Pesquisa publicada na revista Cell aponta que alterações genéticas em células de defesa do cérebro podem contribuir para a inflamação associada à doença.
Um estudo publicado na revista científica Cell revelou uma possível conexão entre mutações genéticas relacionadas a alguns tipos de câncer do sangue e os mecanismos envolvidos no desenvolvimento do Alzheimer. A descoberta amplia o entendimento sobre o papel da inflamação cerebral na progressão da doença, mas os pesquisadores ressaltam que não há evidências de que o câncer provoque Alzheimer.
A pesquisa foi conduzida por cientistas dos Estados Unidos e divulgada na quinta-feira (11).
Mutações surgem naturalmente com o envelhecimento
Os pesquisadores analisaram 311 amostras de tecido cerebral utilizando técnicas avançadas de sequenciamento genético. O objetivo era investigar o comportamento das células de defesa do cérebro em pessoas diagnosticadas com Alzheimer.
O estudo concentrou a análise em 149 genes frequentemente associados a cânceres e à hematopoiese clonal, um fenômeno comum do envelhecimento em que células do sangue acumulam mutações ao longo da vida e passam a se multiplicar mais do que outras.
Os cientistas observaram que cérebros de pessoas com Alzheimer apresentavam maior quantidade de mutações adquiridas durante o envelhecimento. Entre os genes mais alterados estavam TET2, DNMT3A e ASXL1, conhecidos por sua participação em cânceres hematológicos e em processos ligados ao envelhecimento celular.
Células de defesa podem influenciar a progressão da doença
Um dos principais achados da pesquisa envolve as micróglias, células responsáveis pela defesa do cérebro.

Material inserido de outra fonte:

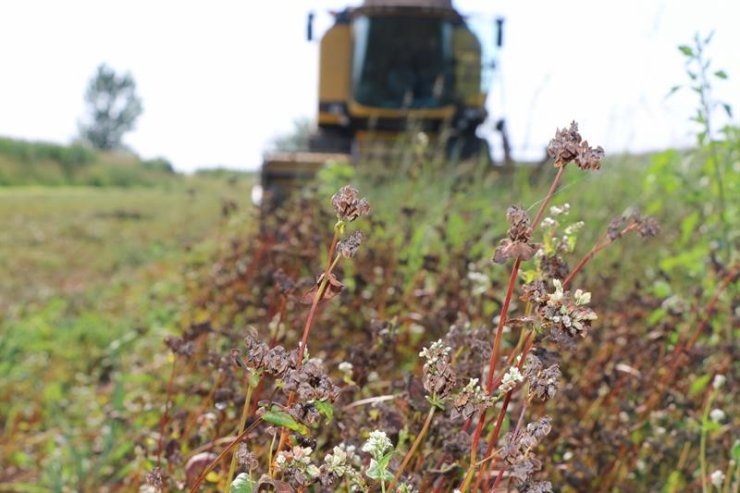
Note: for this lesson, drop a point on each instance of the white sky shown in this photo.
(221, 79)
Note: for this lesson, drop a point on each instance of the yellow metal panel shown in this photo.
(359, 110)
(329, 118)
(467, 52)
(336, 57)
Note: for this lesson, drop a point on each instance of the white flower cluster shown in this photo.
(434, 352)
(512, 377)
(377, 443)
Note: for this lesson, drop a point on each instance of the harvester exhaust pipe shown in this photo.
(309, 27)
(499, 32)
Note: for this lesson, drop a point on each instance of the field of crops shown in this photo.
(565, 328)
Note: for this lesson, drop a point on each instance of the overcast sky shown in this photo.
(221, 79)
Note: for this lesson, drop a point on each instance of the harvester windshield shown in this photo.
(402, 62)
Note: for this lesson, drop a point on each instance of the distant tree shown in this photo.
(112, 108)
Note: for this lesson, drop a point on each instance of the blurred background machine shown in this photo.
(388, 67)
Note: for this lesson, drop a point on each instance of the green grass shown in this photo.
(24, 163)
(93, 279)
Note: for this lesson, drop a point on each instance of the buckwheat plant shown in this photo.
(380, 448)
(551, 311)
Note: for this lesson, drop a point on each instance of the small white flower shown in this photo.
(719, 381)
(435, 350)
(574, 228)
(549, 222)
(280, 460)
(377, 443)
(582, 297)
(717, 415)
(558, 294)
(717, 478)
(511, 378)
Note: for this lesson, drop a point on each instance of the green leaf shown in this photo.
(662, 289)
(675, 483)
(656, 316)
(710, 426)
(699, 384)
(689, 225)
(325, 409)
(242, 484)
(280, 418)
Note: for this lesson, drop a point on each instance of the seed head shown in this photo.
(348, 247)
(568, 146)
(348, 204)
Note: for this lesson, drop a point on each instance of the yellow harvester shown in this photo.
(383, 65)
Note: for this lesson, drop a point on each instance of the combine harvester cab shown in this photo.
(383, 66)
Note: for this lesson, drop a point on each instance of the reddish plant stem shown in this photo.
(502, 321)
(494, 358)
(209, 467)
(547, 198)
(331, 262)
(507, 400)
(601, 243)
(165, 416)
(319, 294)
(414, 446)
(516, 432)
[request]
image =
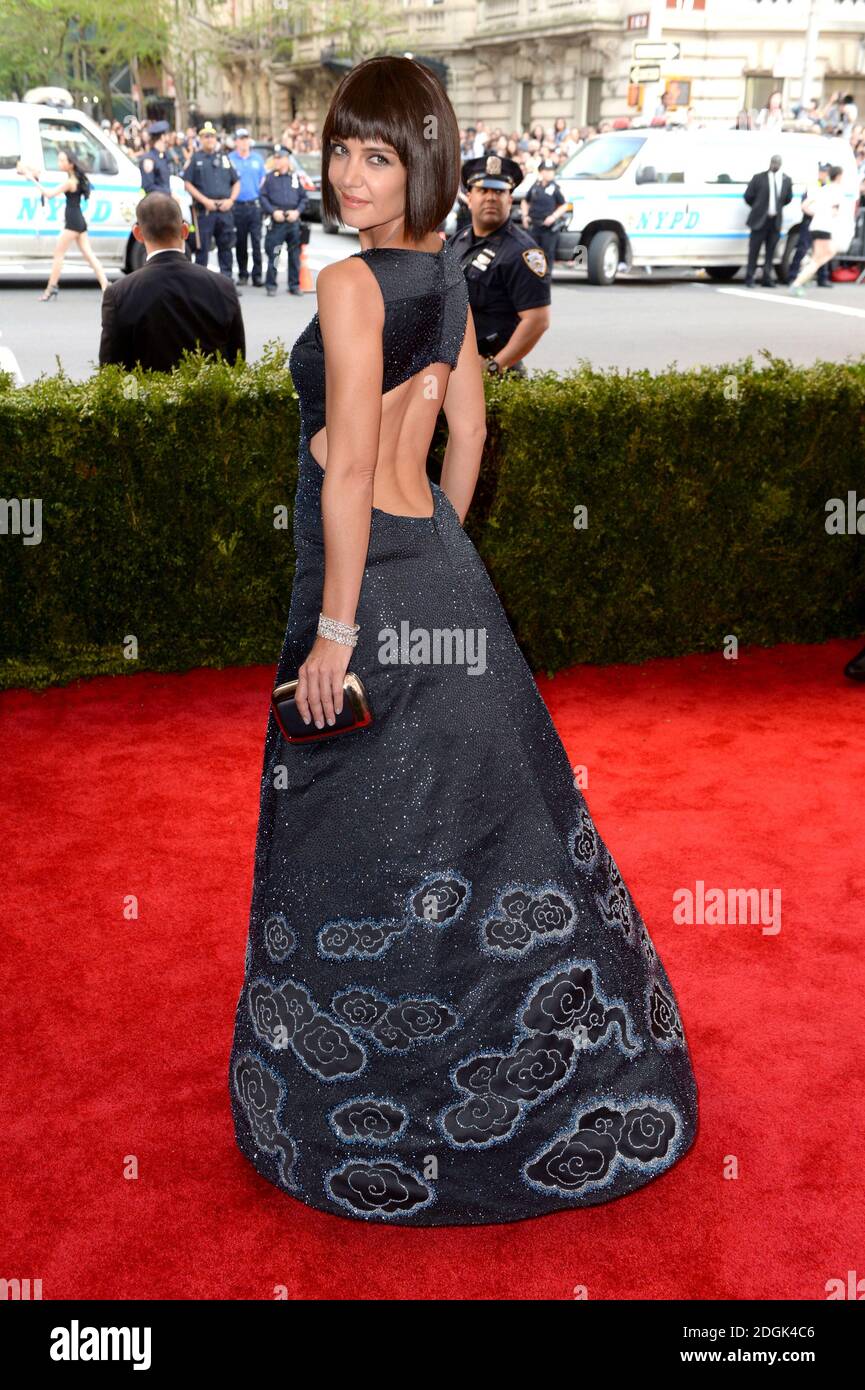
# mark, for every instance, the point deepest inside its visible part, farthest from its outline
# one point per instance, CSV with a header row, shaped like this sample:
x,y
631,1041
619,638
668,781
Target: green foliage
x,y
705,491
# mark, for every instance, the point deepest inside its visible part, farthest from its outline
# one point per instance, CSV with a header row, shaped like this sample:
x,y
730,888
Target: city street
x,y
641,321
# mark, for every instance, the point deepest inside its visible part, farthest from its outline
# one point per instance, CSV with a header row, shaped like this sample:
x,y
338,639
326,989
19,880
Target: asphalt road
x,y
665,320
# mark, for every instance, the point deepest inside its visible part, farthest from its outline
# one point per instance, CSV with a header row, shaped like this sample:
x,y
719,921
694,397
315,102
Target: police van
x,y
650,198
35,131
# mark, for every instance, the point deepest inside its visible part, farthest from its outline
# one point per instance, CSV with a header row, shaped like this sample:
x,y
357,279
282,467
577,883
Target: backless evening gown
x,y
452,1011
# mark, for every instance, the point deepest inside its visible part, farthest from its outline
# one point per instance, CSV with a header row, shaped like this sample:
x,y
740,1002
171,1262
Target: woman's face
x,y
369,181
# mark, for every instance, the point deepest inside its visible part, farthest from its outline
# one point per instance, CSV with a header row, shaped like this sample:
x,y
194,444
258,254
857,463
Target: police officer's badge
x,y
536,260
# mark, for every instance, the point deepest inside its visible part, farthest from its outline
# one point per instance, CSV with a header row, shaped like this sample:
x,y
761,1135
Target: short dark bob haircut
x,y
401,103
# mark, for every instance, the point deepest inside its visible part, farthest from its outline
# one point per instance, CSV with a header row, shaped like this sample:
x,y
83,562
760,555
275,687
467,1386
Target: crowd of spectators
x,y
556,142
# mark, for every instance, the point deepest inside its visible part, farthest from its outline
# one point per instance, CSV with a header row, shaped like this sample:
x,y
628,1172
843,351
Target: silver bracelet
x,y
345,633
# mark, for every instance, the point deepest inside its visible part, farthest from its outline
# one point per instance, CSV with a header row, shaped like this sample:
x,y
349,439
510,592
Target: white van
x,y
35,134
650,198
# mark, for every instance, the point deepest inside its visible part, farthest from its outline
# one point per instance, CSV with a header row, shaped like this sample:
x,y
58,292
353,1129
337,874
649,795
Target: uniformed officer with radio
x,y
248,209
213,185
155,164
544,211
284,199
506,271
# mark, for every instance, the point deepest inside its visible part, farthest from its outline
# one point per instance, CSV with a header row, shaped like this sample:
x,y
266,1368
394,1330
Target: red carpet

Em condições normais, elas ajudam a eliminar resíduos, combater agentes nocivos e manter o funcionamento adequado do sistema nervoso. No entanto, em pessoas com Alzheimer, essas células podem permanecer ativadas por longos períodos, favorecendo processos inflamatórios que contribuem para danos aos neurônios.
Os pesquisadores identificaram que parte das mutações presentes nessas células também aparecia em amostras de sangue dos mesmos pacientes. A descoberta sugere que algumas células de defesa originadas no sangue podem migrar para o cérebro e participar da resposta inflamatória associada à doença.
Além disso, as células com mutações apresentaram maior atividade inflamatória e maior capacidade de multiplicação quando comparadas às células sem alterações genéticas.
O que é o Alzheimer?
O Alzheimer é uma doença neurodegenerativa progressiva que compromete a memória, o raciocínio e outras funções cognitivas.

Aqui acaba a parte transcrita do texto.